Like Democrats, GOP eager to talk about jobs after debt vote
After passing a deal to raise the debt ceiling on Tuesday, Democrats vowed to focus intensely on jobs from here on out. Republicans are all too happy to oblige.
Heading into the 2012 election cycle, the campaign arm of the Senate Republican caucus is hammering Senate Democrats on jobs while trying to delicately explain the debt limit vote -- a vote that divided GOP leadership and Tea Party conservatives.
The National Republican Senatorial Committee published a web video today that contrasts positive remarks on the economy from Democrats with dismal economic statistics. The video was timed for release one year after Treasury Secretary Tim Geithner published an op-ed in the New York Times entitled, "Welcome to the Recovery."
Speaking at the Capitol on Monday, Vice President Joe Biden said that if Democrats had their way, Congress would have been focused on job creation, not the debt limit. The debt debate that Republicans pushed for, Democrats argued, stalled discussion over stimulative measures like investment in education, infrastructure and innovation.
Sen. John Cornyn, chairman of the NRSC, countered in a memo that "the reason we were even confronted with this debt ceiling debate was because of the reckless tax-and-spend agenda of this Democratic-controlled Senate... The Democrats own this economy and every Democrat candidate will be forced to defend it next year."
But while Republicans may seem just as eager as Democrats to turn to the topic of jobs, some conservatives may not let them just yet. The debt limit vote is bound to be a campaign issue for senators up for re-election in 2012. Five Republicans facing re-election next year voted for the measure, and one, Sen. Dick Lugar of Indiana, is already facing the consequences.
The political action committee for the conservative group Citizens United pledged $10,000 to Lugar's primary challenger Richard Mourdock following the vote, Politico first reported. Lugar and others could also feel the heat from conservative Sen. Jim DeMint, whose PAC may back primary challengers against Republicans who voted for the debt limit increase, the Hill reports.
The Republican establishment has called the vote a modest victory for the conservative agenda while acknowledging the conservative base's dissatisfaction with it.

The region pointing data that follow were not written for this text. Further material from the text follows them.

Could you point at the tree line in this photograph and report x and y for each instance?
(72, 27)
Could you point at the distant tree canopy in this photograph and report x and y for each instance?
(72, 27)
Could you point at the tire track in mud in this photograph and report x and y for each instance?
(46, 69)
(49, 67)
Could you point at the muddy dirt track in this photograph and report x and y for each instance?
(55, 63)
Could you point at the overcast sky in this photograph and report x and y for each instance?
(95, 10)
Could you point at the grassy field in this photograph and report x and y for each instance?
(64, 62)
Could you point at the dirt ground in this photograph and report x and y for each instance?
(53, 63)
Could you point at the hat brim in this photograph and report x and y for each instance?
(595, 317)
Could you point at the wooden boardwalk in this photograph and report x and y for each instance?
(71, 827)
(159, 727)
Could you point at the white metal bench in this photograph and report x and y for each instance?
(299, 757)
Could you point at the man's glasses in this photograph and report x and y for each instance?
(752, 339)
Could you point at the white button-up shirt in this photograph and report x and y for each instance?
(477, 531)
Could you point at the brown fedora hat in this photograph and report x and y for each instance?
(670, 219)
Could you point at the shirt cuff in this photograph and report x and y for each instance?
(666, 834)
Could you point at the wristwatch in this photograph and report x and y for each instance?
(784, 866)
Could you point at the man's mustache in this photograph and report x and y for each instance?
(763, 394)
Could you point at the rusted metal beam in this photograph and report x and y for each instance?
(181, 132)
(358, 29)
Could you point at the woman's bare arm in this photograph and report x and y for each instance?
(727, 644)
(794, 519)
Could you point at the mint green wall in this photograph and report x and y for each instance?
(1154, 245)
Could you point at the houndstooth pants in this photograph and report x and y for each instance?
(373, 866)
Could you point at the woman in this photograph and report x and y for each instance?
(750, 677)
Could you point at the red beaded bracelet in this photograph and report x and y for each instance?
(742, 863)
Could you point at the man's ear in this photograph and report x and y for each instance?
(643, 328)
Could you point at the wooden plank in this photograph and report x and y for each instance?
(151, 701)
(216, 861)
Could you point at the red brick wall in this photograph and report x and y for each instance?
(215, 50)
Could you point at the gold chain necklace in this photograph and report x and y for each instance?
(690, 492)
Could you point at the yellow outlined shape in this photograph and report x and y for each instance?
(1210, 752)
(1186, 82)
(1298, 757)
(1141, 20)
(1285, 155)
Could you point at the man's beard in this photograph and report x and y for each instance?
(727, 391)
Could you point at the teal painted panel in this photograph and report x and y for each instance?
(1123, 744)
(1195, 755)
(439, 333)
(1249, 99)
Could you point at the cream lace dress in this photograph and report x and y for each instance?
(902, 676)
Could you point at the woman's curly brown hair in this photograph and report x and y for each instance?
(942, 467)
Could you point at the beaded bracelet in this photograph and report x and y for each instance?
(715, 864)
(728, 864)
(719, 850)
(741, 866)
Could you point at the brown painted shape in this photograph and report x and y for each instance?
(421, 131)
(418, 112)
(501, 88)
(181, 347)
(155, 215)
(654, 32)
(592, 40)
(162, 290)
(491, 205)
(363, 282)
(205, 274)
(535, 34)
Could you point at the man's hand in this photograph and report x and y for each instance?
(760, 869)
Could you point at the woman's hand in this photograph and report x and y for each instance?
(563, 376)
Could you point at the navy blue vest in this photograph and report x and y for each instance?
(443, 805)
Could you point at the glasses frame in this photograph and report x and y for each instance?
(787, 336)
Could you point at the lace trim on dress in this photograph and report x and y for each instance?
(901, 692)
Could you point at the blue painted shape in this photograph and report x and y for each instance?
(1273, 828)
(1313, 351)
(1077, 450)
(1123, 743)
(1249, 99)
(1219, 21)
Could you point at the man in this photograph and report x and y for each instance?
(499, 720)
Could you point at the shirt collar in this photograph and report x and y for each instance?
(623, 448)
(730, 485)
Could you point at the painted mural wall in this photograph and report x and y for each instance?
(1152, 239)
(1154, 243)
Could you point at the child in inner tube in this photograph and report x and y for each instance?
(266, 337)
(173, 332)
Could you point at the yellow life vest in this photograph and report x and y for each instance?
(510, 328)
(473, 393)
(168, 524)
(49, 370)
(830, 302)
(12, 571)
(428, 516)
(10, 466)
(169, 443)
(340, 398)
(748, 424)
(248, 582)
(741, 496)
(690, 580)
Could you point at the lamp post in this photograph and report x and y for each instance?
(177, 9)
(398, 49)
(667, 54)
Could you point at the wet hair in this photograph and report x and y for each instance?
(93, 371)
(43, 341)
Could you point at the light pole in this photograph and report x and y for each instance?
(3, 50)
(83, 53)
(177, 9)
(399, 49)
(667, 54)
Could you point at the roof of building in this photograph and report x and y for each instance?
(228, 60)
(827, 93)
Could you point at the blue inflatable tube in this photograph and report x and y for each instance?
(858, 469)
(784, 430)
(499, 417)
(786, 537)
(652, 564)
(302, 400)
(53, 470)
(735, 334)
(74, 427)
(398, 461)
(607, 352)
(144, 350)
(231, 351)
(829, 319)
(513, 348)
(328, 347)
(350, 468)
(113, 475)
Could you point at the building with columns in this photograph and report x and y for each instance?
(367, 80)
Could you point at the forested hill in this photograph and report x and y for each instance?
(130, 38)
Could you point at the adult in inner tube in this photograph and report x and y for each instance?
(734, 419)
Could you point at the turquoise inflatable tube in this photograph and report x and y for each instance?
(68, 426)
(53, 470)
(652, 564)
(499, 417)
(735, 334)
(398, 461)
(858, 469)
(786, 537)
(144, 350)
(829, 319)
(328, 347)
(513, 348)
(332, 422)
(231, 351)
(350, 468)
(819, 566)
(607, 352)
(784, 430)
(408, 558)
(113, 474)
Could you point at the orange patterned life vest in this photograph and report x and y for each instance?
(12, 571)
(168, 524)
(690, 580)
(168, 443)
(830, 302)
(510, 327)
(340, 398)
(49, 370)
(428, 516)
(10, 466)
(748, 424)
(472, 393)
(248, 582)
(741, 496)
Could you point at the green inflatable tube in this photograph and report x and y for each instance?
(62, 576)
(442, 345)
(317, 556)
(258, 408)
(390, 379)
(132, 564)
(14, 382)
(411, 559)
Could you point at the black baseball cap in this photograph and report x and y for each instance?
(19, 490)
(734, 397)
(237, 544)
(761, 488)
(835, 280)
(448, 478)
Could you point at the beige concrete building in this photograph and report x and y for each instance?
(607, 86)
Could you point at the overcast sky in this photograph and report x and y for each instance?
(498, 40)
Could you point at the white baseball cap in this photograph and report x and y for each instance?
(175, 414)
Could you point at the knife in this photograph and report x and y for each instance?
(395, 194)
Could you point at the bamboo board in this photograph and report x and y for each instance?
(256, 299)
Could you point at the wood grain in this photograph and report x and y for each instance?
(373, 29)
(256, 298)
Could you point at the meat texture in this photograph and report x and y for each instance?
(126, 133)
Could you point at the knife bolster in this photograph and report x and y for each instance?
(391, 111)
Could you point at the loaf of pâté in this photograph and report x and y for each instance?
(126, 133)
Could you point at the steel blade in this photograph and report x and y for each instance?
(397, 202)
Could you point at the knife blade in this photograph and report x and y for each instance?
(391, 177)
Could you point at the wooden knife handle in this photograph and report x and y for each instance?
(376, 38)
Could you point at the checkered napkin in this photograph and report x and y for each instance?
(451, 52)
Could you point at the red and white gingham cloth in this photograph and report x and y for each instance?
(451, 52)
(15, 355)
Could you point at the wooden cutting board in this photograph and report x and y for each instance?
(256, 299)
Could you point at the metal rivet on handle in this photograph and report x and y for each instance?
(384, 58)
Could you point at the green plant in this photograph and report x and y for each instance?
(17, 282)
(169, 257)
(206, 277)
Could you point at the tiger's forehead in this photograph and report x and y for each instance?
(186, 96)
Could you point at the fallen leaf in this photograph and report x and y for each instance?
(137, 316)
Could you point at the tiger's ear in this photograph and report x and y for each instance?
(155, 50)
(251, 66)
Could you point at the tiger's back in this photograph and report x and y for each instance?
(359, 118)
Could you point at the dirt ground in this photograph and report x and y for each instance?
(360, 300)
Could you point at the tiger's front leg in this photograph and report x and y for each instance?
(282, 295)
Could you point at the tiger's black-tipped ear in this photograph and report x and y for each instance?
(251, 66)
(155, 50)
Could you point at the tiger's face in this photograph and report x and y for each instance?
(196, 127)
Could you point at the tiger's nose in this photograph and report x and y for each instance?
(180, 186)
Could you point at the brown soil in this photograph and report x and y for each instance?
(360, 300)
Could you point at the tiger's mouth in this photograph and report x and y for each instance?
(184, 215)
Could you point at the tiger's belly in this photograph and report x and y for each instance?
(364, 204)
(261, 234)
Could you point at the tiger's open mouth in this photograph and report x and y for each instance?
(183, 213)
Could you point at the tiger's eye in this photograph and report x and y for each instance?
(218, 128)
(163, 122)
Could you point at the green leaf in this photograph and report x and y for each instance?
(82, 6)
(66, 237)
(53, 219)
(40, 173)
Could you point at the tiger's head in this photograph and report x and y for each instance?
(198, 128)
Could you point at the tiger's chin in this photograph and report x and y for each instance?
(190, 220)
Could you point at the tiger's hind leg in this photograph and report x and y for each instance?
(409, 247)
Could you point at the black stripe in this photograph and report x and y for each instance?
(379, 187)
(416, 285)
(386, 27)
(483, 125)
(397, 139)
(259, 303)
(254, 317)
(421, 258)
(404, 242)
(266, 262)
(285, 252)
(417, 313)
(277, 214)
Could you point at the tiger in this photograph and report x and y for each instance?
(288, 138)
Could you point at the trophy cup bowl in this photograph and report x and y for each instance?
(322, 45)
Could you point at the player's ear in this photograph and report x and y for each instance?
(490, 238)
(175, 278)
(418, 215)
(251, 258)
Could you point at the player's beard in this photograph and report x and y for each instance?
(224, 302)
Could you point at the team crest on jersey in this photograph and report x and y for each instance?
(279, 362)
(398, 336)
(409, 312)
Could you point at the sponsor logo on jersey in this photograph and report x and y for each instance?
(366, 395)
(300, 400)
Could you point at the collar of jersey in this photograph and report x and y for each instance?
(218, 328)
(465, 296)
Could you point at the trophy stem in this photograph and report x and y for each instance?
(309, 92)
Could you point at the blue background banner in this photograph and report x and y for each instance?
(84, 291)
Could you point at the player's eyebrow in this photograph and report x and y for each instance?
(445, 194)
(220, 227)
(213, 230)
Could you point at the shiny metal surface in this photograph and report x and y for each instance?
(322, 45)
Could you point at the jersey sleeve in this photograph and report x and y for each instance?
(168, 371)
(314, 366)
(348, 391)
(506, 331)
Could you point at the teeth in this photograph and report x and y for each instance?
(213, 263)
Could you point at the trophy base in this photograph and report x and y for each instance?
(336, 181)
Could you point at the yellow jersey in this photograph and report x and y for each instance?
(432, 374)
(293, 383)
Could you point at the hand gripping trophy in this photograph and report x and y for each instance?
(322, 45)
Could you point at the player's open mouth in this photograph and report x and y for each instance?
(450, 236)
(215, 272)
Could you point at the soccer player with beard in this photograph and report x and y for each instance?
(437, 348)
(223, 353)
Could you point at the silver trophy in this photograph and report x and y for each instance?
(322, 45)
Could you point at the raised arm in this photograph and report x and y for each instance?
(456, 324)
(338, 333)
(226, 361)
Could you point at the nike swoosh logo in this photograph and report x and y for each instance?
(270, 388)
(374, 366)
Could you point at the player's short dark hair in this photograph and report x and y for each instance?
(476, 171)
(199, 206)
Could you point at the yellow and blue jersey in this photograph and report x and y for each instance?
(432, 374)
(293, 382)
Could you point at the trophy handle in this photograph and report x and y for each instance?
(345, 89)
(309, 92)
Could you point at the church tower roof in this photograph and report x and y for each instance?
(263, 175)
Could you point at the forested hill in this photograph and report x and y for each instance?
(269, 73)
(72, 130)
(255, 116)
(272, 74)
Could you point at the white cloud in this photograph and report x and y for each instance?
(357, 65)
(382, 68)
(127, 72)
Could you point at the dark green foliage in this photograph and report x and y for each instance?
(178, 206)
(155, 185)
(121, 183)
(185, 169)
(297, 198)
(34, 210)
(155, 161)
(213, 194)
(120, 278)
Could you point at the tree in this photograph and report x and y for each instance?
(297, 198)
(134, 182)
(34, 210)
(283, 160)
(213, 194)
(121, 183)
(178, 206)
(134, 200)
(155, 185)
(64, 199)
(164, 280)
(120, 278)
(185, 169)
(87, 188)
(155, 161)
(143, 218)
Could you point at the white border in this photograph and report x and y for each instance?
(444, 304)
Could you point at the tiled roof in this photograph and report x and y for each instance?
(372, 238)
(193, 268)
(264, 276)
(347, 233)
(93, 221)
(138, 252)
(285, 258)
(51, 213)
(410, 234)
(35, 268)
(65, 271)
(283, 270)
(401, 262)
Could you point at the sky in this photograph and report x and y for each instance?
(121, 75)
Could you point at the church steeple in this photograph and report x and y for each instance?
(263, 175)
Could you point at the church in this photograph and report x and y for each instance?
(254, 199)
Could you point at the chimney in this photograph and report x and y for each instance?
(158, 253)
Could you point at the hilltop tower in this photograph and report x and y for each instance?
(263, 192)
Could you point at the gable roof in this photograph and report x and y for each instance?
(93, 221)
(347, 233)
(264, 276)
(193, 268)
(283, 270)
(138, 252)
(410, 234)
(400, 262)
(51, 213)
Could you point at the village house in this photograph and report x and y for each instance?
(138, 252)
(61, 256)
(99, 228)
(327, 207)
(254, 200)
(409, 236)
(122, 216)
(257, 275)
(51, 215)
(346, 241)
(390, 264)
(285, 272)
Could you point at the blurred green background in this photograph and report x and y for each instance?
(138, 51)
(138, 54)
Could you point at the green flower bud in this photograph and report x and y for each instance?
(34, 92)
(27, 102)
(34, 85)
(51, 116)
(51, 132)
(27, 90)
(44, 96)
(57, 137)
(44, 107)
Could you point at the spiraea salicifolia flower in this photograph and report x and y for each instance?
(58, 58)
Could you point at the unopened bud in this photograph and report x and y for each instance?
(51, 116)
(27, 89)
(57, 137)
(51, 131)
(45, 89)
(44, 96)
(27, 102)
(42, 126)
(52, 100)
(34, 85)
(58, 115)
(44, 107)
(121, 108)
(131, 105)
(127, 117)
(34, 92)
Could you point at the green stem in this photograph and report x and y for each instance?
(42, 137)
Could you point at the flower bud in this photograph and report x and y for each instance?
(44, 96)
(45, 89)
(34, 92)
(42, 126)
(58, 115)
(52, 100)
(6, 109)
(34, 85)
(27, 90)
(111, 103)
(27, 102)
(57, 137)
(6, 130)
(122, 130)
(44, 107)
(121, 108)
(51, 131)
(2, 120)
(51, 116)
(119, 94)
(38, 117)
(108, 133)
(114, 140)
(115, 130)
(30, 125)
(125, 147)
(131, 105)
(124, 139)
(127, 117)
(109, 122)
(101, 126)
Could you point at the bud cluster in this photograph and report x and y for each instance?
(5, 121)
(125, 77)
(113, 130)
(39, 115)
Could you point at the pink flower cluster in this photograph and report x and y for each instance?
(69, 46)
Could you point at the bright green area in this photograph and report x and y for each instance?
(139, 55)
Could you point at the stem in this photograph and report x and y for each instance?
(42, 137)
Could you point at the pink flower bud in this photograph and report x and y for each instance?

"Now was this debt ceiling bill perfect? Far from it, and Republicans rightfully have fairminded differences over it," Cornyn wrote in his memo yesterday. "Many Senate Republicans, including myself, would have preferred to pass into law Cut, Cap and Balance [the failed, conservative House Republican plan]... But what passage of this bill represents is a down-payment on the larger battle ahead, and a reminder that the needed debate over spending and job creation is far from over."
In a fundraising email sent to supporters on Tuesday, the Republican National Committee hailed the passage of the bill while telling conservatives that if they really want better legislation, they should vote more Republicans into office.
"While the Budget Control Act is far from perfect, it is a step forward," RNC Chairman Reince Priebus wrote. "The bottom line is that until we vote President Obama and his Democratic allies in the Senate out of power, we won't be able to truly change the culture in Washington and deliver the results Americans like you demand."
As for the kind of change they're advocating for, Senate Republicans say they'd push for the type of legislation introduced this year by Sen. Ron Johnson, R-Wis., and backed by 20 other Senate Republicans that would ban "economically significant" regulations until the unemployment rate falls to at least 7.7 percent.
Democrats, meanwhile, now that the debt limit has been raised, want to return to an agenda that includes a bill to set up an infrastructure bank that would combine federal and private funds, a bill that would provide job training for veterans of Iraq and Afghanistan, and plug-in electric vehicles and clean energy bills.
As it stands, neither the Democratic-led Senate nor the Republican-led House has been able to do much to improve the unemployment rate, which stands at 9.2 percent.